Census data inform important decisions, such as where to locate facilities and what products to offer in particular locations. For example, want to know how many people live within a 3-mile radius of a high-traffic intersection? Census Bureau data can tell you, along with their ethnic make-up and average age. Retailers utilize information on residents who will become the support network of their business. Real estate agents use local demographics to balance housing markets and prices, and firms use them to negotiate locations and lease rates.  The decennial census supplies business owners with critical data to make smart decisions.

Amazon’s decision in selecting the site for their second headquarters (HQ2) was not solely influenced by incentives. More central to Amazon’s motivation was location; specifically, the demographics surrounding that location, such as education level, age structure, housing characteristics, etc. The American Community Survey is the most comprehensive, comparable, and complete source for this type of data – all of which is reliant on an accurate decennial census count.

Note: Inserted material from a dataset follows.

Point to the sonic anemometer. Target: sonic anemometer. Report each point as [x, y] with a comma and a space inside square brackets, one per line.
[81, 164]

Figure4CesnsusBlog2Local Communities

Communities rely on census statistics to plan for a variety of resident needs, including new roads, schools, and emergency services. Census data inform projections of population, household size, and residential patterns that together will present patterns of home ownership and provide a basis for estimating housing needs. Local governments and planning organizations routinely rely on data from the census to allocate funding, define where services are delivered, and encourage economic development. Individual residents can make better choices about home-buying, job relocation, or starting a small business if they can take advantage of accurate census information.

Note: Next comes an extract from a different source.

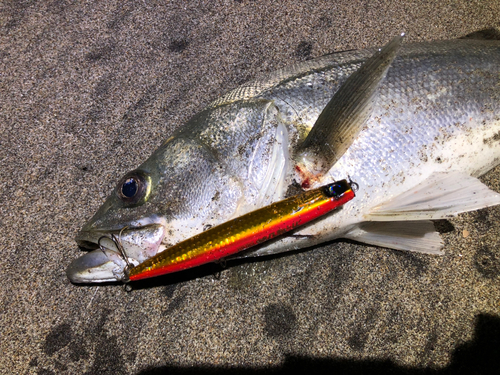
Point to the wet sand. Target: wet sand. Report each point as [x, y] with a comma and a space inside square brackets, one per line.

Age-related data from the census help communities set up and administer assistance programs for children, teens, and older persons. Growth in the number of school-aged children could facilitate the need for new schools. An aging population in a region may facilitate the need for nursing homes, clinics, and public transportation and health services in that area.

The more we know about the people in the community, the better local authorities can understand and meet their needs. With an accurate census, informed decisions can be made to promote community efficiency, safety, and development.


Figure5CesnsusBlog2Social research

The census data is one of the most important sources of U.S. data for social research. This is exceptionally important due to projected increases in diversity and aging of the population moving forward.

Census data is indispensable for a wide range of research questions – used for extensive research into U.S. society, the economy, the workforce, housing stock, and population distribution, as well as the characteristics of the nation and its various regions.

The census is the only source of comparable data for all geographic regions in the nation. For example, we can reliably compare the number of African American households between any two counties in the country, or track the growth in the number of school-aged children in a locality over time. Similarly, for many purposes, it is the only large-scale source of data for small groups of population, such as immigrants and same-sex couples. Much of our knowledge of social transformations over recent decades has been obtained from analyses of census data.

Census data is essential in the identification of patterns and rates of change that allow projections into the future size, characteristics, and distribution of the population. These projections have fundamental importance to the formulation and evaluation of public policy. For example, the Weldon Cooper Center uses the data as crucial inputs in its National and Virginia population projections which are used throughout the Commonwealth and the U.S. for decision-making and fund allocation.


The census provides critical, indispensable intelligence for governments, businesses, non-profits, and the public. It is the foundation of most data and a foundation of our society.  An unsuccessful census can have far-reaching consequences; decisions are only as good as the intelligence informing them.